La crisis de autoridad de las élites tradicionales se había desarrollado también de manera autónoma en España, tras la derrota en la guerra de 1898 contra Estados Unidos y la liquidación de las últimas posesiones imperiales. La no participación en la Gran Guerra había enriquecido al país, pero lo había marginado espiritualmente.
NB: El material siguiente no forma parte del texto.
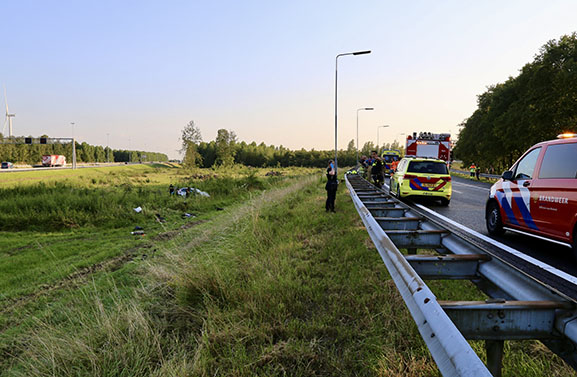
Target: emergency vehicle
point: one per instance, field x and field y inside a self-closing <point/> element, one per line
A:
<point x="53" y="160"/>
<point x="391" y="158"/>
<point x="427" y="144"/>
<point x="425" y="177"/>
<point x="538" y="195"/>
La crisis continuaría en los años veinte y treinta con nuevos reveses coloniales, el desprestigio de la monarquía, el advenimiento de una Weimar ibérica.[xiii] Sin embargo, no podemos olvidar que los intelectuales españoles estaban en su casa, mientras que los extranjeros trasladaban a España batallas ideológicas y propagandísticas que guardaban una relación a menudo ambigua e instrumental con los orígenes, las causas y las características de aquella Guerra Civil, en general poco conocidos. La internacionalización cultural del conflicto se produjo con una espontaneidad que sólo más tarde parecería sospechosa. La movilización de la opinión pública progresista fue la gran obra del Komintern, tras los preparativos del Congreso de Intelectuales.